Hi All,
I've the following table with a PK defined on an IDENTITY column
(INSERT_SEQ):
CREATE TABLE MYDATA (
MID NUMERIC(19,0) NOT NULL,
MYVALUE FLOAT NOT NULL,
TIMEKEY INTEGER NOT NULL,
TIMEKEY_DTTM DATETIME NULL,
IID NUMERIC(19,0) NOT NULL,
EID NUMERIC(19,0) NOT NULL,
INSERT_SEQ NUMERIC(19,0) IDENTITY(1,1) NOT NULL
)
GO
ALTER TABLE MYDATA
ADD CONSTRAINT PK_MYDATA
PRIMARY KEY (INSERT_SEQ)
GO
The TIMEKEY_DTTM field is generated, from the value actually inserted
into the
TIMEKEY field, by the following trigger:
CREATE TRIGGER TIMEKEY1
ON MYDATA
FOR INSERT AS
BEGIN
DECLARE @M_TIMEKEY_DTTM DATETIME
SELECT @M_TIMEKEY_DTTM = DATEADD(SECOND, INS.TIMEKEY +
EP.GMT_OFFSET * 0 ,'1970-01-01 00:00:00.000')

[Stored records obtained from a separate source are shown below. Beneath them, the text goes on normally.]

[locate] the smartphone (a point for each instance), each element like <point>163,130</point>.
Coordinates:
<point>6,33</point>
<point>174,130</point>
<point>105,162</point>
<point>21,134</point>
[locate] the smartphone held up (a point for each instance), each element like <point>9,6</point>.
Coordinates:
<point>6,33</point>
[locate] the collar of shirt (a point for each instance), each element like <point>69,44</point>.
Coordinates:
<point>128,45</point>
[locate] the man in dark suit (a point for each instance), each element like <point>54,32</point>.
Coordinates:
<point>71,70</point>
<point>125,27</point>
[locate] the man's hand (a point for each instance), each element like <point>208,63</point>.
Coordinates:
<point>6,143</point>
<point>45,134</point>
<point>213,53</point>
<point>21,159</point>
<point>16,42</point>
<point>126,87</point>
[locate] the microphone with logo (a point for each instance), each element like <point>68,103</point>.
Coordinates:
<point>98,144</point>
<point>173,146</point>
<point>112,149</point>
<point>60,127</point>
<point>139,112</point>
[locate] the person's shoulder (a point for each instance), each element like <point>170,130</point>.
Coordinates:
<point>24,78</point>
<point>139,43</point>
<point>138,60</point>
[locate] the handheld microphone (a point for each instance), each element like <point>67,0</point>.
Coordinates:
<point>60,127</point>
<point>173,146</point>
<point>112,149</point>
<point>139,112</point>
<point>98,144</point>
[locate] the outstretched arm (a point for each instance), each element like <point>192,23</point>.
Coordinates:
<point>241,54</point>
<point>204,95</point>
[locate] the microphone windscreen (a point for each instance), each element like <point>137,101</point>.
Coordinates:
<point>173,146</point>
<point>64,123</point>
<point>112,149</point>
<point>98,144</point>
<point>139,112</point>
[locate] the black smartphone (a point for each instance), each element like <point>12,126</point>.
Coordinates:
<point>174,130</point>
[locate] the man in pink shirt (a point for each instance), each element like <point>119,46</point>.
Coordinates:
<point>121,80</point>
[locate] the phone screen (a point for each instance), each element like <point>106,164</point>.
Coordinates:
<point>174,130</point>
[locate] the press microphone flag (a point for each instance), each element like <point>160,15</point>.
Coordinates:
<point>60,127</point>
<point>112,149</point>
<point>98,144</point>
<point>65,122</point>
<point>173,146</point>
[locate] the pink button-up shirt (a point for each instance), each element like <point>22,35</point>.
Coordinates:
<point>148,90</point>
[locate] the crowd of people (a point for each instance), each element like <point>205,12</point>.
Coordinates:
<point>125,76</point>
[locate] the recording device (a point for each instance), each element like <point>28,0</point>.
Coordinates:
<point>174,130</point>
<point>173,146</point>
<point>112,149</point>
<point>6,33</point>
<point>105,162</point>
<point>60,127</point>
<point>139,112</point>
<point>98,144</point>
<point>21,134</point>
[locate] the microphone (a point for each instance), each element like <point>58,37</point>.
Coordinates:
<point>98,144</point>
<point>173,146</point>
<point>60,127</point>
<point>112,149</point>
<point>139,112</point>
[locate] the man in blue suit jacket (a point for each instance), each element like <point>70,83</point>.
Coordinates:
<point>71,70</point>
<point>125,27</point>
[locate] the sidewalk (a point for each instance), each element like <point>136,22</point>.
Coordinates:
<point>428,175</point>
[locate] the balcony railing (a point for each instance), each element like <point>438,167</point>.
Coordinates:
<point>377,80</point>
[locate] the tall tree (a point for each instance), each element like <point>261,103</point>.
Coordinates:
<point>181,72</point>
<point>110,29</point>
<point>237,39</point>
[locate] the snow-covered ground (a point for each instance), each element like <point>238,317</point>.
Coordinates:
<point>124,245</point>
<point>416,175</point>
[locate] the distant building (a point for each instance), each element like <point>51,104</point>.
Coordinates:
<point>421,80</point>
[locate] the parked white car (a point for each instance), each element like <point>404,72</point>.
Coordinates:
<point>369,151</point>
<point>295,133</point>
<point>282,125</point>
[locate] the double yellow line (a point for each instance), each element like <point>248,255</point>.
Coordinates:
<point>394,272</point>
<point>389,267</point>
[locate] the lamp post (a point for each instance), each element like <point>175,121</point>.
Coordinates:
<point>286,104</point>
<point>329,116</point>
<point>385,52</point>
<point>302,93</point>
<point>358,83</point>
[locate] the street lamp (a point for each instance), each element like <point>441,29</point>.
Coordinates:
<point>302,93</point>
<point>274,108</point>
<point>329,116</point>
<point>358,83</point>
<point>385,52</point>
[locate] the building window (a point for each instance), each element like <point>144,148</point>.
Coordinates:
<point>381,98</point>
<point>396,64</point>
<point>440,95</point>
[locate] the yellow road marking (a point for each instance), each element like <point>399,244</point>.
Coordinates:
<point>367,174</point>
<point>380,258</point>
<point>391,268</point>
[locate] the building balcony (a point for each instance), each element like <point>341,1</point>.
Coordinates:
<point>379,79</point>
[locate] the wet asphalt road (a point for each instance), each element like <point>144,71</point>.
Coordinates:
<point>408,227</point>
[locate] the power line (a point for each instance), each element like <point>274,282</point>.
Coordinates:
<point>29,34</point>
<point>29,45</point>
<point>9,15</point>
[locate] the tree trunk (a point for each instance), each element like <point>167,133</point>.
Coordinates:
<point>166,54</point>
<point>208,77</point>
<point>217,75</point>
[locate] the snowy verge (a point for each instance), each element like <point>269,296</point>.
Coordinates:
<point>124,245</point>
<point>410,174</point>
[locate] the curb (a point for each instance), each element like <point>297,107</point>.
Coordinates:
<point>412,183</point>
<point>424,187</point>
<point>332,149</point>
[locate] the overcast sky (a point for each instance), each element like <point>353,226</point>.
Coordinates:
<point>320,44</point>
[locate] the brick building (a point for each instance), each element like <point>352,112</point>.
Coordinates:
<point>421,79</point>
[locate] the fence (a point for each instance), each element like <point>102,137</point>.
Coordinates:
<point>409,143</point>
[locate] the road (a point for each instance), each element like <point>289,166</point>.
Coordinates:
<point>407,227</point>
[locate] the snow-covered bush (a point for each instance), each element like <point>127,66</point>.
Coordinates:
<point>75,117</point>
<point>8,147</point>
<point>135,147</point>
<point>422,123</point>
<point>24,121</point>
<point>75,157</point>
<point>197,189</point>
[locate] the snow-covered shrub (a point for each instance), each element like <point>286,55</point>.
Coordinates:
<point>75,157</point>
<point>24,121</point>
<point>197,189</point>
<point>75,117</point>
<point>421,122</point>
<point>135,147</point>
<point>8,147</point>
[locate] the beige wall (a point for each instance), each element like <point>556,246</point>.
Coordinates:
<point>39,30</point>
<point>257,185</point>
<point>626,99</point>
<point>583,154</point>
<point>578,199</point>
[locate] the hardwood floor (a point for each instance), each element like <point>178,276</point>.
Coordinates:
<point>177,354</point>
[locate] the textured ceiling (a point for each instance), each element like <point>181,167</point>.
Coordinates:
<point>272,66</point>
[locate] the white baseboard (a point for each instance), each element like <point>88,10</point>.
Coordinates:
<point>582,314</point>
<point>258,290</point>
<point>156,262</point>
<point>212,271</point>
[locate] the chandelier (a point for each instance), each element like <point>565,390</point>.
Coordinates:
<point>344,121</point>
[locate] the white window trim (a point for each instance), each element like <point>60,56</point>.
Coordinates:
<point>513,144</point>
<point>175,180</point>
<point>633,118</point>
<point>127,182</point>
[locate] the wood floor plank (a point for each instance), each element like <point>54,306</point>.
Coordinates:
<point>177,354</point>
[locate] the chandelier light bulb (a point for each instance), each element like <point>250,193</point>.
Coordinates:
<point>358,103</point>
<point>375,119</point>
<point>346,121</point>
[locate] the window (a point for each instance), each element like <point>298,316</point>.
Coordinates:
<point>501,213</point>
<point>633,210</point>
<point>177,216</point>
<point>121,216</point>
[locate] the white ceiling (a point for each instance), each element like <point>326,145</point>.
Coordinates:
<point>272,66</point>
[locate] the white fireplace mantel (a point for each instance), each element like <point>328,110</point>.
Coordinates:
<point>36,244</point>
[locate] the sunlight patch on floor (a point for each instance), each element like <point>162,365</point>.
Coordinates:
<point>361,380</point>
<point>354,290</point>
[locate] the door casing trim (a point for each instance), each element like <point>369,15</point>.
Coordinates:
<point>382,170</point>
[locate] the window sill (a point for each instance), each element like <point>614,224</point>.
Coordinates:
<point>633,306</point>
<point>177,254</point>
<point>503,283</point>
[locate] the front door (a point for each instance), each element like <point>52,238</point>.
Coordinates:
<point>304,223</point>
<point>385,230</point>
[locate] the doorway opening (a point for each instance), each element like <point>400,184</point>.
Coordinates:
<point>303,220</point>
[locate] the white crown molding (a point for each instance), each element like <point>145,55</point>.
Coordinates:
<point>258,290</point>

FROM INSERTED INS, LOCATIONINFO EP
WHERE INS.EID = EP.EID
UPDATE MYDATA
SET TIMEKEY_DTTM = @M_TIMEKEY_DTTM
FROM INSERTED INS, MYDATA MD
WHERE MD.INSERT_SEQ = INS.INSERT_SEQ
END
GO
There is also a composite, non unique, index defined on the
tuple:(MID,IID,TIMEKEY,EID)
CREATE INDEX IX_METDATA ON MYDATA (MID,IID,TIMEKEY,EID)
GO
As a consequence of an application design change, I would also change
this index to be UNIQUE, but when I try to drop and create it I get an
error, because the tables stores some duplicated rows...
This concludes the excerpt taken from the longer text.